For me... My biggest problem is my XXL hand and my attempts at using smaller frames have been unsuccessful. I haven't found that magic "perfect fit" yet, but my favorites so far are my HTS and Rambone.


----------



## Tube_Shooter (Dec 8, 2012)

Its quite strange that even with similar slingshots they all can shoot differently,I have tried many wrist braced sniper slingshots and was surprised at how different they shot yet they're all basically the same frame,strange.


----------



## Aussie Allan In Thailand (Jan 28, 2013)

Ha lacamo, at 168 cm hardly large hands, even though very large for my for my height.

BUT yea HTS...


----------



## Aussie Allan In Thailand (Jan 28, 2013)

Ummm, Deere, it is,never the slinshot which is accurate, nor powerful.

It is the bans and percentqge stretch for power: and the shooter for accuracy.

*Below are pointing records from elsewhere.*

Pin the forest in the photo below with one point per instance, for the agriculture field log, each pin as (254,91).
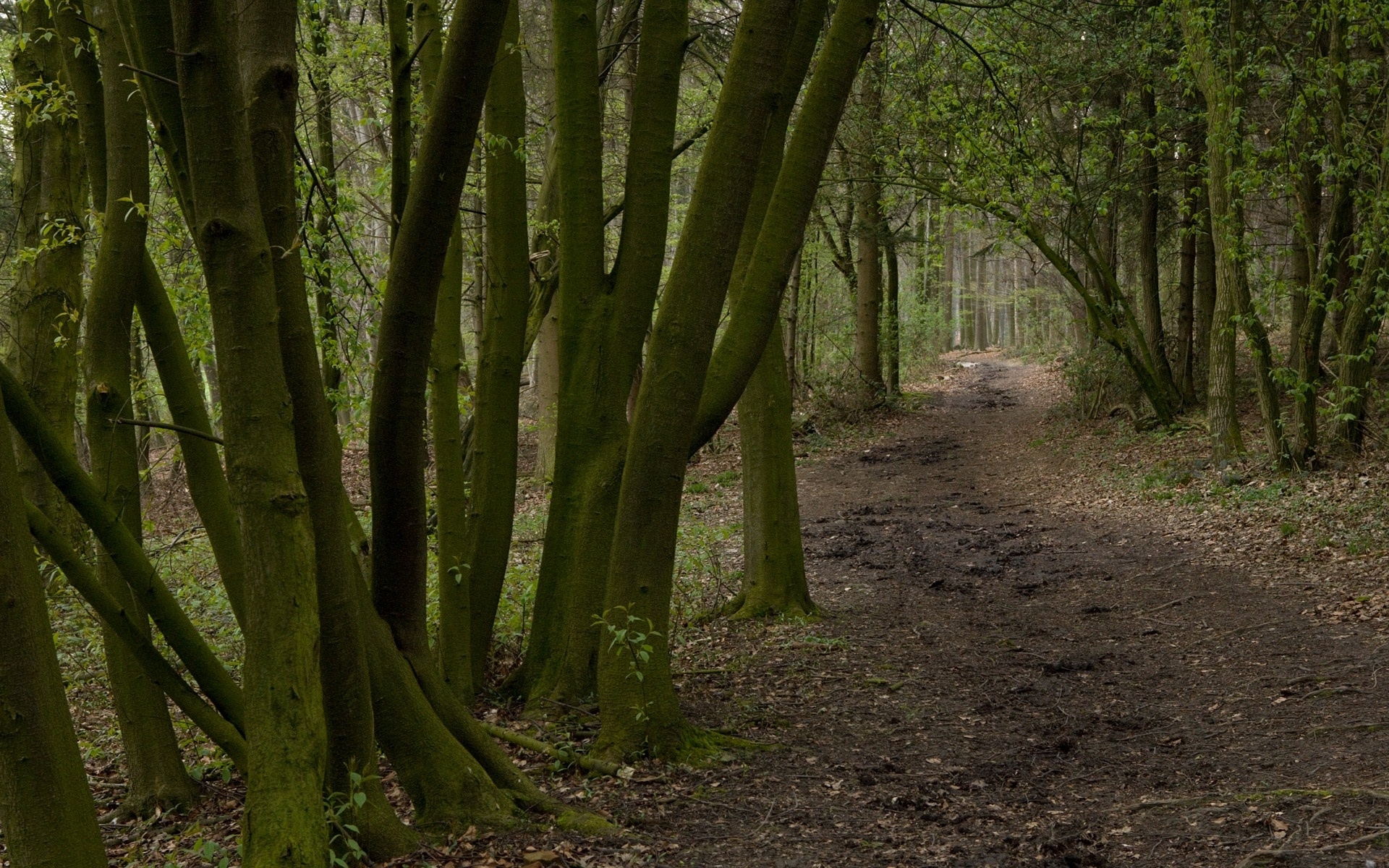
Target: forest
(694,433)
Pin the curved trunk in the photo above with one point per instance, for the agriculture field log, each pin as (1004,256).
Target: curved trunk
(774,560)
(45,803)
(602,324)
(43,309)
(643,712)
(157,780)
(502,350)
(284,821)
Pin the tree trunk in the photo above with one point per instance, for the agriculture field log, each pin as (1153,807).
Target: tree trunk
(502,352)
(645,712)
(546,392)
(1186,300)
(77,486)
(602,324)
(330,317)
(155,767)
(446,373)
(893,331)
(43,310)
(284,822)
(45,803)
(398,401)
(867,327)
(1147,252)
(271,80)
(774,561)
(756,306)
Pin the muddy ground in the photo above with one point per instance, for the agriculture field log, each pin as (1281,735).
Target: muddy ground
(999,679)
(1002,682)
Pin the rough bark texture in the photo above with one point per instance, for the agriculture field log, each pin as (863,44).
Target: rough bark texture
(502,350)
(1153,331)
(77,486)
(46,807)
(892,331)
(398,399)
(43,310)
(602,323)
(643,712)
(284,822)
(755,309)
(1224,103)
(870,228)
(117,618)
(155,767)
(271,80)
(774,560)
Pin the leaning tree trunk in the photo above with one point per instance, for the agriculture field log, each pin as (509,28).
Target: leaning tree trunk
(774,575)
(502,350)
(157,778)
(774,560)
(284,822)
(870,224)
(46,807)
(602,324)
(1153,331)
(756,307)
(43,309)
(892,359)
(271,84)
(398,401)
(1224,157)
(643,712)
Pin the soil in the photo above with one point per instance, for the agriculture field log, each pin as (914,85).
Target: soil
(1005,674)
(1005,681)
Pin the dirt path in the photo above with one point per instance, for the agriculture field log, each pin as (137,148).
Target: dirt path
(1002,684)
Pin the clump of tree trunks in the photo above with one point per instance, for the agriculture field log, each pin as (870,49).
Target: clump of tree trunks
(342,664)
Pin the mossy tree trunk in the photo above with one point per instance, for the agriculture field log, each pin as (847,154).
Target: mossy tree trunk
(774,560)
(43,310)
(284,821)
(1217,74)
(642,712)
(502,352)
(270,72)
(398,401)
(602,324)
(46,806)
(756,306)
(155,768)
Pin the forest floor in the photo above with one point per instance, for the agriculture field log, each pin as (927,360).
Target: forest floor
(1035,649)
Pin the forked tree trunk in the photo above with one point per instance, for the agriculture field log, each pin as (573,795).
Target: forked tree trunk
(1153,331)
(46,809)
(774,575)
(1224,104)
(446,368)
(774,560)
(893,332)
(284,822)
(43,309)
(398,401)
(155,767)
(502,352)
(271,84)
(870,228)
(600,330)
(643,712)
(757,305)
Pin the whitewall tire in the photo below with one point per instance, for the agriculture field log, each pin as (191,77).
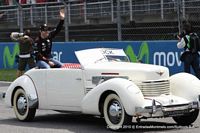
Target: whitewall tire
(21,106)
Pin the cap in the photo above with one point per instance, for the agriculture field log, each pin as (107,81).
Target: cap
(44,27)
(27,32)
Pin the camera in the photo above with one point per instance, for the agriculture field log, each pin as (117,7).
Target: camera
(181,35)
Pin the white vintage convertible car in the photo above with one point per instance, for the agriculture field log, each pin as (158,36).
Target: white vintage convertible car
(105,83)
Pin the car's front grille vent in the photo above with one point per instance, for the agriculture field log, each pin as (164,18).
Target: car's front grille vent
(154,88)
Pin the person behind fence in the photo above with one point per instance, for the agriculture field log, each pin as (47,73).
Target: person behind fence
(25,51)
(43,45)
(190,42)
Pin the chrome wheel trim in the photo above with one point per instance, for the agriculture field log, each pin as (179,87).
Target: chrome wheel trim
(114,111)
(22,104)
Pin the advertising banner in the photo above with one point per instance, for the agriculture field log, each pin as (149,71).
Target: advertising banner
(163,53)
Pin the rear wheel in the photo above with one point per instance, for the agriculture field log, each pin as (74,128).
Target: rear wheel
(114,113)
(21,106)
(186,120)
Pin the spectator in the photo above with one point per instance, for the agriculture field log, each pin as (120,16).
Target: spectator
(190,56)
(43,45)
(26,50)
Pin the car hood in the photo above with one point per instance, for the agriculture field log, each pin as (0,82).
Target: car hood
(135,71)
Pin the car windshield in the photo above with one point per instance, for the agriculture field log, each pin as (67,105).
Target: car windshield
(117,58)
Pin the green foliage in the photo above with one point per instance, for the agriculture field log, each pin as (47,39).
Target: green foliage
(7,74)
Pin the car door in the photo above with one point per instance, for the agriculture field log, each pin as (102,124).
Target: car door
(64,89)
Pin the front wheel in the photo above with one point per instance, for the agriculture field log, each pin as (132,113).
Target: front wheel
(21,106)
(114,113)
(186,120)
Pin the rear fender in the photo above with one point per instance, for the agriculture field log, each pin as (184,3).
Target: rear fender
(129,93)
(185,85)
(25,83)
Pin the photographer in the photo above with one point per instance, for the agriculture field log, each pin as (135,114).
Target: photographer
(190,56)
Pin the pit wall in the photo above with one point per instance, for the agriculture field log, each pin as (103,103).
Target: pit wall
(163,53)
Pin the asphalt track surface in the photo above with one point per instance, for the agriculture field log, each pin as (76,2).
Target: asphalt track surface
(54,122)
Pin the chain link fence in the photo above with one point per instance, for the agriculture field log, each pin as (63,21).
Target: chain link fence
(104,20)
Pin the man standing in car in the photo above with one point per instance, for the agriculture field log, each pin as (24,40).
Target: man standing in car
(43,45)
(25,51)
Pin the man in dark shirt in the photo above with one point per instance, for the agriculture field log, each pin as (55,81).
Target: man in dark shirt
(25,50)
(43,45)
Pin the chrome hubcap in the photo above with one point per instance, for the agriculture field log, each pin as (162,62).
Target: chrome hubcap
(22,105)
(115,112)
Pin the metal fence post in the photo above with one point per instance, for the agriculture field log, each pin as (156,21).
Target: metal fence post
(179,16)
(66,20)
(161,8)
(112,10)
(46,15)
(131,10)
(21,26)
(119,28)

Yes fine many, myself include have favorites which for whatever reaso just "feel" right, and we as more accurate with.
But all slingshots can be shot very accurately, baring very few "commericial" type.

Now getting the "feel" for a slingshot varies widely; likewise accurate range, and shot type/weight.

Although with hours of practice, and the needed determination,all can be shot well.


----------



## youcanthide (Jun 16, 2013)

Mine at the minute is my eshot catty, can shoot a target probably the size of a 50 p consistently at hunting ranges with it.


----------



## ash (Apr 23, 2013)

I have had several favourites, some being far better than anything I've tried before, but even some of those have subsequently been overshadowed by something far better again. I went back to the natural "Janet" recently, but found that it really harmed my accuracy compared to the Tornado "Abalone" that I had been using. Janet had been better that the Tornado shaped one I had back then, but this newer one is thicker and that seems to make a big difference with finger/thumb braced shooting.

The "best" for me is something that I seem to be getting closer to all the time. The Bee and the upcoming Wasp design seem to be closest to the best for me, but time will tell.


----------



## Tex-Shooter (Dec 17, 2009)

The answer is simple, there is no best slingshot!!!! -- Tex


----------



## Northerner (Nov 9, 2010)

The best slingshot for you is the one you shoot most accurately, enjoy shooting, find most comfortable, and enjoy looking at.

The quest for my "best slingshot" has been going on for over 5 years now.... since I joined the slingshot forums.  Prior to that I occasionally shot a TruMark FS1 for about 15 years and didn't think much about trying anything else.

Here are my current favourites. The trend for me has been smaller frames over the years.


----------



## reset (Apr 13, 2013)

Man thats a tough question. I cant figure which one. The one im most accurate with and the other one i just like to shoot most. So for me my favourite isnt necessarily the one im most accurate with. But heres the catch. Both are not good pocket carry. I tend to like the odd shaped ones which dont fit pockets well.


----------



## studer1972 (Mar 17, 2013)

Hrawk: Like that fork, that's one of my favorite band attachment methods.

Northerner: What material is the white fork on the left?


----------



## Northerner (Nov 9, 2010)

Hi Studer... the white frame is made from 5/8" HDPE... It was once a cutting board.


----------